Richter's Scale: Measure of an Earthquake, Measure of a Man

  • Susan Hough
(Princeton Univ. Press, 2016)

Charles Richter's eponymous, logarithmic scale of earthquake classification made him globally famous. In this illuminating biography, seismologist Susan Hough describes Richter's accidental arrival at the Seismolab of the California Institute of Technology, and the colleagues there who resented his fame. A surprising selection of Richter's poetry surfaces, reflecting his sentiments on married life and mortality (see Gregory Beroza's review: Nature 445, 599; 2007).

How to Clone a Mammoth

  • Beth Shapiro
(Princeton Univ. Press, 2016)

Ecologist Beth Shapiro parses possible impacts of the “unextinct”. Reintroducing mammoths to Siberia, for example, could restore grasslands and keep carbon trapped in the permafrost (see Henry Nicholl's review: Nature 521, 30–31; 2015).

Future Arctic: Field Notes from a World on the Edge

  • Edward Struzik
(Island, 2016)

Arctic journalist Edward Struzik compresses 30 years of circumpolar observation in this portrait of a thawing world. As warmer oceans induce powerful storms that hasten the ice's retreat, ecological anomalies surface, such as the grizzly bear–polar bear hybrid.

Eternal Ephemera

  • Niles Eldredge
(Columbia Univ. Press, 2016)

Palaeontologist Niles Eldredge presents an insightful history of evolutionary biology, from transmutation's forefather, Jean-Baptiste Lamarck, comparing fossil molluscs in 1801, to the theory of punctuated equilibria, whereby rapid speciation disrupts periods of stasis.

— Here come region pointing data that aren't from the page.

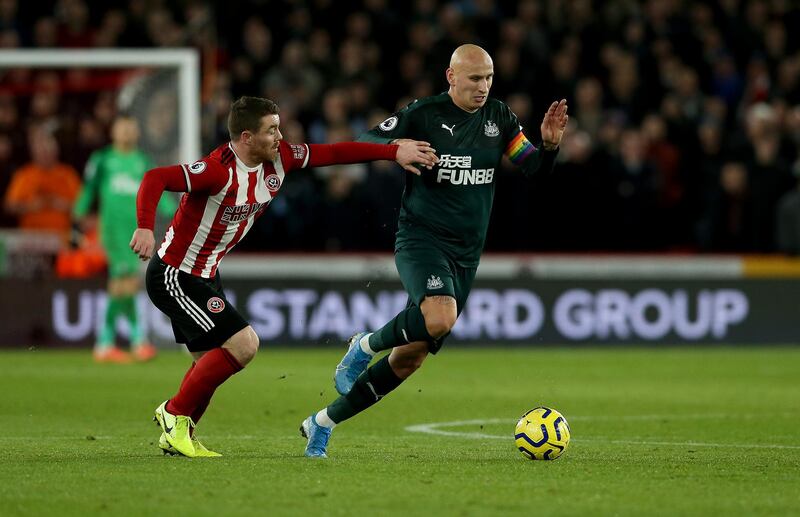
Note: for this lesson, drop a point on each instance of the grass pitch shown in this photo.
(655, 432)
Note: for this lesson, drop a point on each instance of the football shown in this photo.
(542, 434)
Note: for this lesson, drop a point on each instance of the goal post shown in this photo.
(184, 61)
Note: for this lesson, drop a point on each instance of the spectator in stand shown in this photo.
(42, 192)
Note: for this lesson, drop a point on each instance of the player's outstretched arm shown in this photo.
(143, 243)
(405, 153)
(154, 183)
(554, 124)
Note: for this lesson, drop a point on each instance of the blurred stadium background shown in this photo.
(674, 215)
(673, 218)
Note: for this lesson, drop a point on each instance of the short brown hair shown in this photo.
(246, 114)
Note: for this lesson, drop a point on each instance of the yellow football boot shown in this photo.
(199, 449)
(177, 430)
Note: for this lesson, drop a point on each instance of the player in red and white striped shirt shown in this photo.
(224, 193)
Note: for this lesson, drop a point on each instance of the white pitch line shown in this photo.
(434, 428)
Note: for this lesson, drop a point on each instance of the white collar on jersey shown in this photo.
(241, 165)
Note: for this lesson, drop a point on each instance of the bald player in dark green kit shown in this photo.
(442, 227)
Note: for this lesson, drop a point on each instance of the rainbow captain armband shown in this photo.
(519, 148)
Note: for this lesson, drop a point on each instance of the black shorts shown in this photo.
(200, 314)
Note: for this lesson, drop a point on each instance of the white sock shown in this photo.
(324, 420)
(364, 342)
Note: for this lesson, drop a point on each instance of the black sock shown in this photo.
(406, 327)
(369, 388)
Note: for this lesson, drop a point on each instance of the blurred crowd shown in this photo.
(684, 115)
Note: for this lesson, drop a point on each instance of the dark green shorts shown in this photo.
(427, 271)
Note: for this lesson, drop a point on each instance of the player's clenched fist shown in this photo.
(143, 242)
(412, 152)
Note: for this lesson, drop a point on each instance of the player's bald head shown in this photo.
(470, 55)
(470, 77)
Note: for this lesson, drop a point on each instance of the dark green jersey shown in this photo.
(450, 205)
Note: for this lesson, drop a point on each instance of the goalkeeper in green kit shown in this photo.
(442, 227)
(112, 177)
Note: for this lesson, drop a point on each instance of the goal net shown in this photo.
(74, 95)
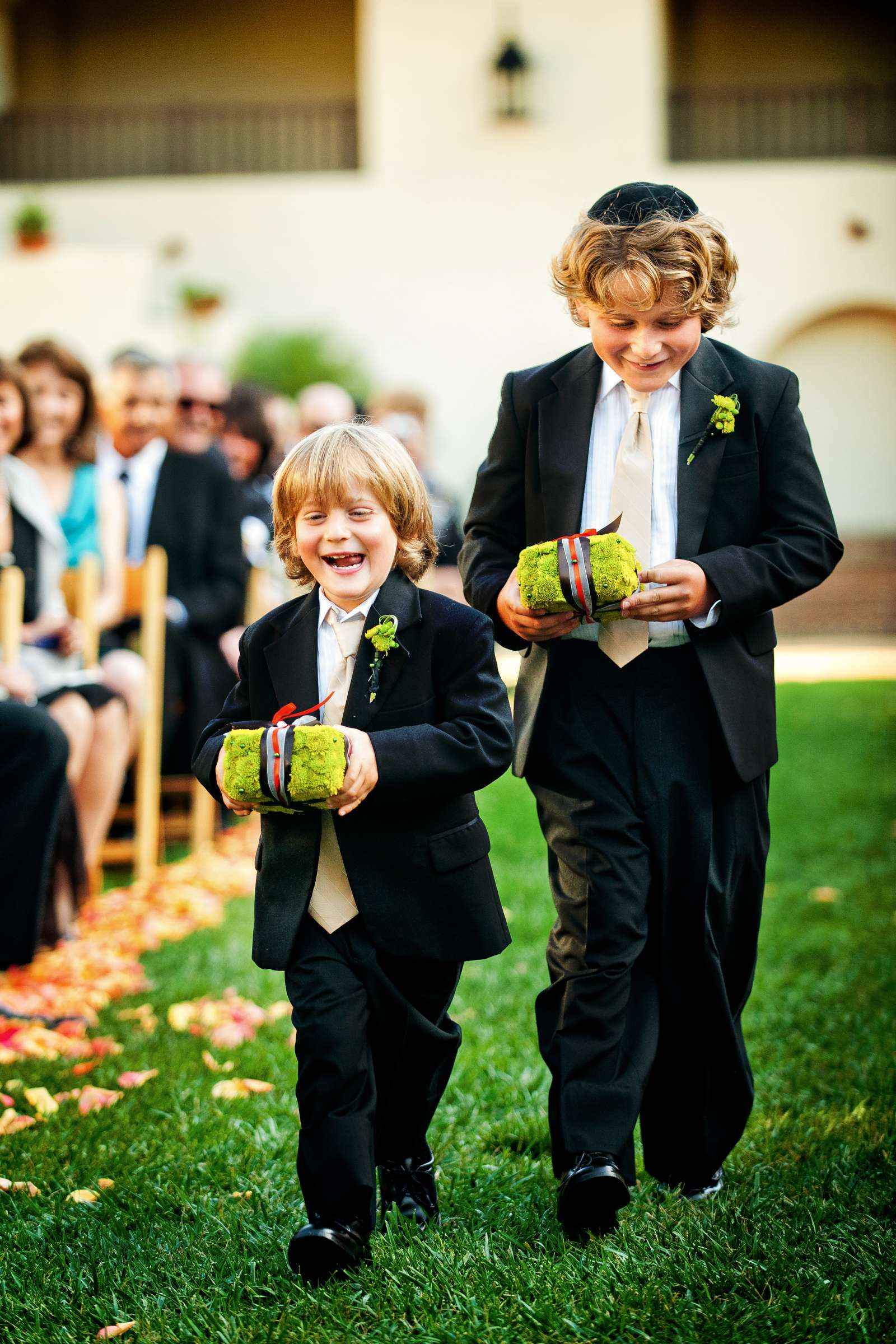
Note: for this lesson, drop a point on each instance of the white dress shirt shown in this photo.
(140, 487)
(612, 414)
(328, 652)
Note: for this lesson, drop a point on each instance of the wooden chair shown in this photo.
(146, 589)
(12, 600)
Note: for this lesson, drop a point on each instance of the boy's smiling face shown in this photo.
(645, 347)
(348, 548)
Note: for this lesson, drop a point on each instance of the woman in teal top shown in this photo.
(93, 515)
(80, 519)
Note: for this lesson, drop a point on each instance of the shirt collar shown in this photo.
(143, 464)
(340, 615)
(610, 381)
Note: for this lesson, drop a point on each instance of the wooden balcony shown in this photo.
(814, 122)
(72, 144)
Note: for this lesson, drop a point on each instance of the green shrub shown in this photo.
(288, 362)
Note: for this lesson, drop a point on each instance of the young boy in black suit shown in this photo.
(648, 741)
(371, 908)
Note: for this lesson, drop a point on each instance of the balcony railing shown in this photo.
(69, 144)
(796, 123)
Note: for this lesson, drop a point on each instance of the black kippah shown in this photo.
(636, 202)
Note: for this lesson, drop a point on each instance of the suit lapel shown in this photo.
(399, 599)
(703, 377)
(164, 505)
(564, 437)
(292, 659)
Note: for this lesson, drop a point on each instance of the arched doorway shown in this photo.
(847, 363)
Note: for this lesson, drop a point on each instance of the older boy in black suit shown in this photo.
(648, 743)
(371, 908)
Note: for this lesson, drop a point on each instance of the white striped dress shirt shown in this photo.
(612, 413)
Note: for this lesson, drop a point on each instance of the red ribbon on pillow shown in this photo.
(289, 711)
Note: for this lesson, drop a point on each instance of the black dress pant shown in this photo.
(35, 753)
(656, 859)
(375, 1050)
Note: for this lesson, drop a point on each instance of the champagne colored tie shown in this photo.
(332, 902)
(632, 496)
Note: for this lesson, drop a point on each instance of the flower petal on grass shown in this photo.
(41, 1101)
(136, 1080)
(15, 1186)
(11, 1121)
(228, 1089)
(827, 895)
(97, 1099)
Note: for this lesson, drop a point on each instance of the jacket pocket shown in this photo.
(738, 464)
(460, 846)
(759, 635)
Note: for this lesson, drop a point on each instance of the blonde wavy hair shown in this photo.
(687, 259)
(329, 465)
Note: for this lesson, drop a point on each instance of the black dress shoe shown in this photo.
(324, 1250)
(591, 1194)
(410, 1186)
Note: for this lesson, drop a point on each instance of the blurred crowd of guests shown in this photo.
(166, 455)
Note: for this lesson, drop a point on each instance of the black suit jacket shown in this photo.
(753, 512)
(416, 851)
(195, 518)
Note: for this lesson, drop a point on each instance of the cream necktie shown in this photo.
(332, 902)
(632, 496)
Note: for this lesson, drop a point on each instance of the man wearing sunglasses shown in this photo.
(199, 412)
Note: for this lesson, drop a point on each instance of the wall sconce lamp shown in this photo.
(511, 80)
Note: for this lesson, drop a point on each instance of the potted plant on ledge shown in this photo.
(199, 300)
(31, 227)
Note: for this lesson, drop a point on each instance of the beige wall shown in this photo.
(846, 363)
(433, 261)
(96, 53)
(743, 44)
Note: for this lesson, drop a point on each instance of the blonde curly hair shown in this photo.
(689, 260)
(329, 465)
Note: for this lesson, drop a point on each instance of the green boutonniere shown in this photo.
(382, 636)
(720, 422)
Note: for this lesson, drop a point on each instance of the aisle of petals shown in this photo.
(78, 978)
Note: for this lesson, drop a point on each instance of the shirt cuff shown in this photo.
(704, 623)
(176, 612)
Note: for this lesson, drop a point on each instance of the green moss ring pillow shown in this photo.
(589, 573)
(281, 767)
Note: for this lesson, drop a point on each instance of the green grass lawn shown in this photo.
(799, 1247)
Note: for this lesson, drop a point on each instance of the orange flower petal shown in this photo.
(11, 1123)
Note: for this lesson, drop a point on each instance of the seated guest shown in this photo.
(403, 416)
(199, 412)
(320, 405)
(187, 505)
(92, 716)
(93, 519)
(32, 790)
(246, 444)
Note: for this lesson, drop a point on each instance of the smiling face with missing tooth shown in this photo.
(348, 546)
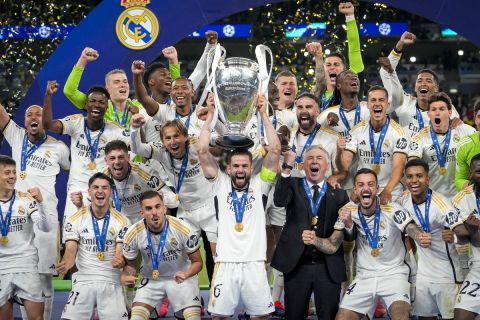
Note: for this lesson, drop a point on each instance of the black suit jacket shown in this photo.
(289, 193)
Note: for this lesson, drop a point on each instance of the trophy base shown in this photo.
(234, 141)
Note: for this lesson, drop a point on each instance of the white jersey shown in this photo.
(195, 189)
(79, 228)
(251, 243)
(168, 112)
(139, 179)
(42, 166)
(421, 146)
(466, 203)
(390, 261)
(74, 126)
(440, 255)
(181, 240)
(325, 137)
(20, 254)
(395, 141)
(340, 126)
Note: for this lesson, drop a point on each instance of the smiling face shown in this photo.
(153, 210)
(439, 116)
(417, 180)
(96, 106)
(117, 86)
(174, 141)
(425, 86)
(377, 105)
(315, 165)
(118, 163)
(33, 121)
(100, 192)
(366, 188)
(307, 113)
(240, 170)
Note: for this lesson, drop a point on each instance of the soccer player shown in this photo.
(241, 251)
(39, 158)
(467, 204)
(411, 110)
(437, 144)
(93, 241)
(19, 212)
(379, 144)
(89, 135)
(171, 261)
(438, 271)
(381, 270)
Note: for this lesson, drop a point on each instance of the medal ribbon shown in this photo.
(344, 118)
(123, 123)
(372, 238)
(377, 152)
(239, 206)
(27, 153)
(94, 146)
(299, 159)
(5, 223)
(187, 123)
(424, 222)
(314, 205)
(441, 155)
(156, 255)
(100, 238)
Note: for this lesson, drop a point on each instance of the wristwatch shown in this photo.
(286, 166)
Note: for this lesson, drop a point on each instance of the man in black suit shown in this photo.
(309, 252)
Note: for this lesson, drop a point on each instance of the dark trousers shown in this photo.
(299, 285)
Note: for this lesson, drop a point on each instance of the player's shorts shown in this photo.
(433, 298)
(240, 281)
(86, 295)
(181, 295)
(24, 285)
(47, 244)
(362, 294)
(468, 298)
(202, 217)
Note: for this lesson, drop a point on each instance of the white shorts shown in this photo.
(433, 298)
(181, 295)
(47, 244)
(24, 285)
(235, 281)
(202, 218)
(362, 294)
(468, 297)
(86, 295)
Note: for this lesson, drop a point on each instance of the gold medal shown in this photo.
(101, 255)
(4, 240)
(239, 227)
(92, 165)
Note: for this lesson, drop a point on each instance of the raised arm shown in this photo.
(77, 97)
(150, 105)
(47, 118)
(207, 160)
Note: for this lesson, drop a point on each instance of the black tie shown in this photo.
(316, 194)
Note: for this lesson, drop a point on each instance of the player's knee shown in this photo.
(140, 313)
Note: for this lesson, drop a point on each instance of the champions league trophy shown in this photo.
(236, 82)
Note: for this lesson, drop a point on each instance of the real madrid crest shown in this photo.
(137, 27)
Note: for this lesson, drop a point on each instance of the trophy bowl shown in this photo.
(235, 86)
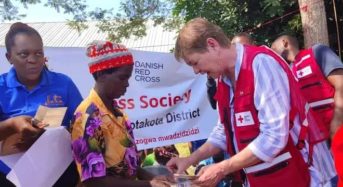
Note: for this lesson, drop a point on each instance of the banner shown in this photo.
(166, 102)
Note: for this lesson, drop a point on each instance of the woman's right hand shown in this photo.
(28, 133)
(178, 165)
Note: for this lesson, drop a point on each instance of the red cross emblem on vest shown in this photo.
(240, 119)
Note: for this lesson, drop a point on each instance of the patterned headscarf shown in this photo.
(105, 55)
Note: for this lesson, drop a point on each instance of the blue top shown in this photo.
(54, 90)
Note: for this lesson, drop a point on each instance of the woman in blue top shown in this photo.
(29, 83)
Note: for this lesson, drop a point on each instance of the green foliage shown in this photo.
(264, 19)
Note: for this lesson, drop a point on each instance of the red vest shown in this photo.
(337, 151)
(288, 168)
(315, 88)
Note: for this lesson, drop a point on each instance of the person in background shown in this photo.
(103, 145)
(29, 84)
(258, 124)
(320, 74)
(243, 38)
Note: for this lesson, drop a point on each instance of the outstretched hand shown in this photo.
(28, 133)
(178, 165)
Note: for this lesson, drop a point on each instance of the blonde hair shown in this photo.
(192, 37)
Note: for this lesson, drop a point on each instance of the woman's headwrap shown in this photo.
(106, 55)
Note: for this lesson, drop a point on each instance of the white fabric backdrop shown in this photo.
(166, 102)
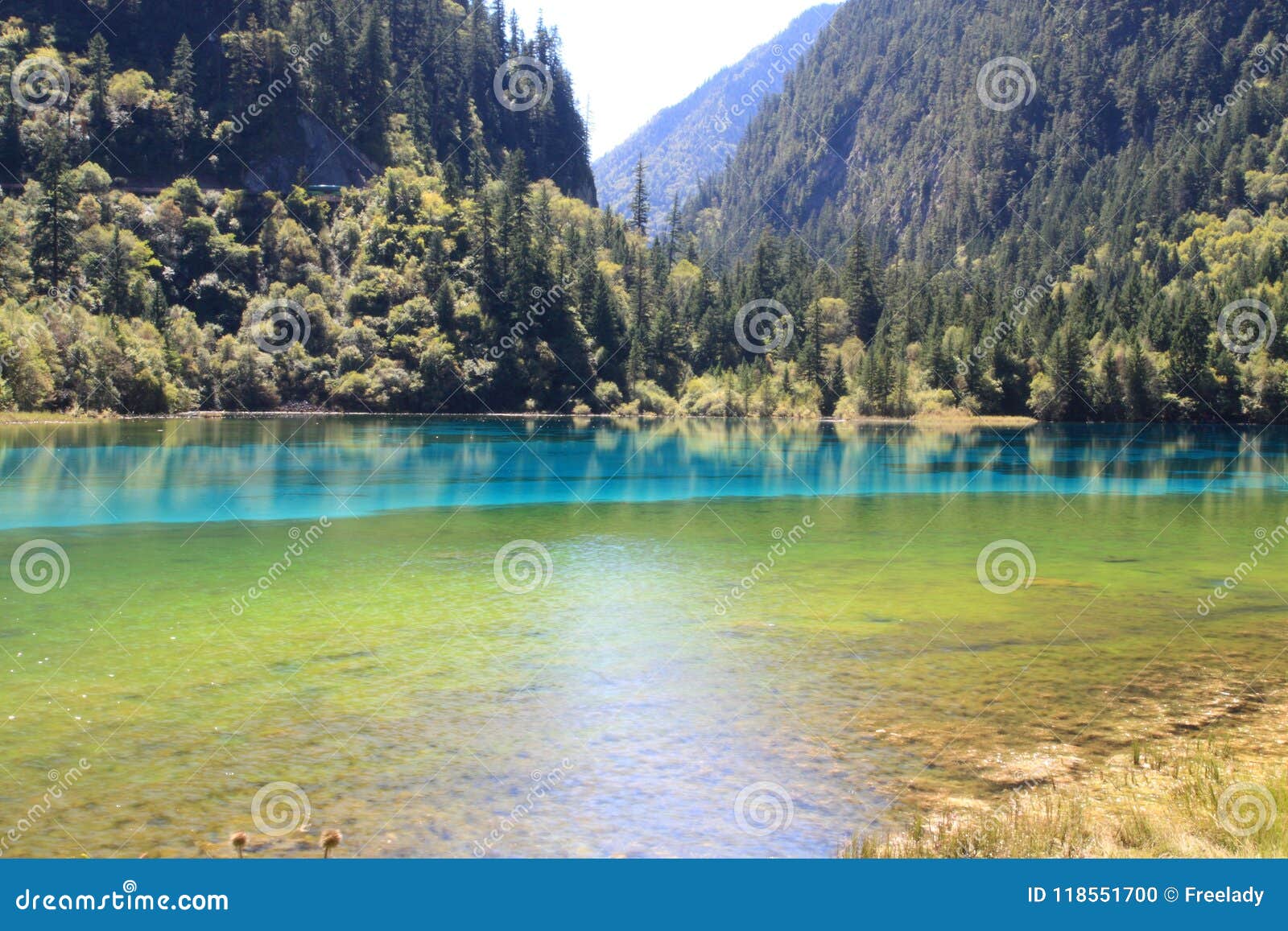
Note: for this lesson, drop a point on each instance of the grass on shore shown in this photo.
(1195, 800)
(34, 418)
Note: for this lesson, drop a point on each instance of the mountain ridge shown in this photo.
(693, 138)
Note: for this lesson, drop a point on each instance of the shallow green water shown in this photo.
(418, 702)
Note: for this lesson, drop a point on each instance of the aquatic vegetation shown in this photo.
(1193, 800)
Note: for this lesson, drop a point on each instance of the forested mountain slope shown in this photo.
(1073, 212)
(693, 139)
(1024, 130)
(261, 94)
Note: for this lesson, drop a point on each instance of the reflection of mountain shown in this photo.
(225, 470)
(692, 139)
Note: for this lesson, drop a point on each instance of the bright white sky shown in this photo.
(634, 60)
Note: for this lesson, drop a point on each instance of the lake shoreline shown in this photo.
(30, 418)
(1167, 795)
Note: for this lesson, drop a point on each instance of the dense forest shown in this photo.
(693, 139)
(386, 205)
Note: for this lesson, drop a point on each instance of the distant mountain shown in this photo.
(1032, 134)
(695, 138)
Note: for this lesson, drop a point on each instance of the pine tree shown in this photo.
(116, 280)
(101, 75)
(184, 85)
(373, 76)
(641, 208)
(860, 290)
(53, 240)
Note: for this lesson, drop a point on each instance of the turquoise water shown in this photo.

Huxley's Church & Maxwell's Demon

  • Matthew Stanley
(Univ. Chicago Press, 2016)

The context of Victorian science swung smoothly from the theistic to the naturalistic, shedding supernatural causality along the way. Matthew Stanley attributes the relative amity between Christian and atheist scientists to shared ideals such as intellectual freedom.

Spooky Action at a Distance

  • George Musser
(Scientific American/Farrar, Straus and Giroux, 2016)

Bending time, space and minds, George Musser investigates nonlocality — two distant particles acting in harmony. With lessons in photon entanglement, particle teleportation and string theory, he ponders how space evolved after the Big Bang.

We Could Not Fail: The First African Americans in the Space Program

Richard Paul and Steven Moss. (Texas Univ. Press, 2016)

Profiling NASA's first ten black employees, Richard Paul and Steven Moss show what the space age meant for African Americans. In 1962, NASA granted US$181,000 to a study of the space programme's impact on race relations.

The Social Life of DNA: Race, Reparations, and Reconciliation After the Genome

  • Alondra Nelson
(Beacon, 2016)

Geneticist Alondra Nelson analyses the rise in DNA 'roots' testing among African Americans seeking their lost identity. Race, politics and science emerge as intertwined as the double helix itself (see Fatimah Jackson's review: Nature 529, 279–280; 2016).

Evolving Ourselves: How Unnatural Selection and Nonrandom Mutation Are Changing Life on Earth

Juan Enriquez and Steve Gullans. (Current, 2016)

In this study of the evolution of evolution, Juan Enriquez and Steve Gullans ponder the potential of genome editing and synthetic life. Could pig lungs, 'humanized' by the addition of our genes, obviate human transplants?

One Plus One Equals One

  • John Archibald
(Oxford Univ. Press, 2016)

Exuberantly describing the greening of Earth 500 million years ago, John Archibald vivifies the origins of complex life. His microbiologist predecessors star, including Carl Woese, who first sequenced rRNA to track evolution (see Nancy Moran's review: Nature 510, 338–339; 2014).

The Brain Electric

  • Malcolm Gay
(Farrar, Straus and Giroux, 2016)

People enduring amputations, once subject to messy surgery, are now at the forefront of neuroprosthetics research. Malcolm Gay explains the science behind an evolving technology that binds brain impulse to exoskeletons, enabling people with paralysis to move.

Population Wars: A New Perspective on Competition and Coexistence

  • Greg Graffin
(Thomas Dunne, 2016)

Zoologist, geologist and punk rocker Greg Graffin explores how an “us vs them” attitude has infiltrated human consciousness and driven populations to war, despite our unique power to plan our future by reflecting on the past.

Sustainability: A History

  • Jeremy L. Caradonna
(Oxford Univ. Press, 2016)

Historian Jeremy Caradonna chronicles the arc of sustainability from its roots in eighteenth-century European forestry to contemporary local food and zero-waste movements, and its emphasis on balance and the long view over economic growth.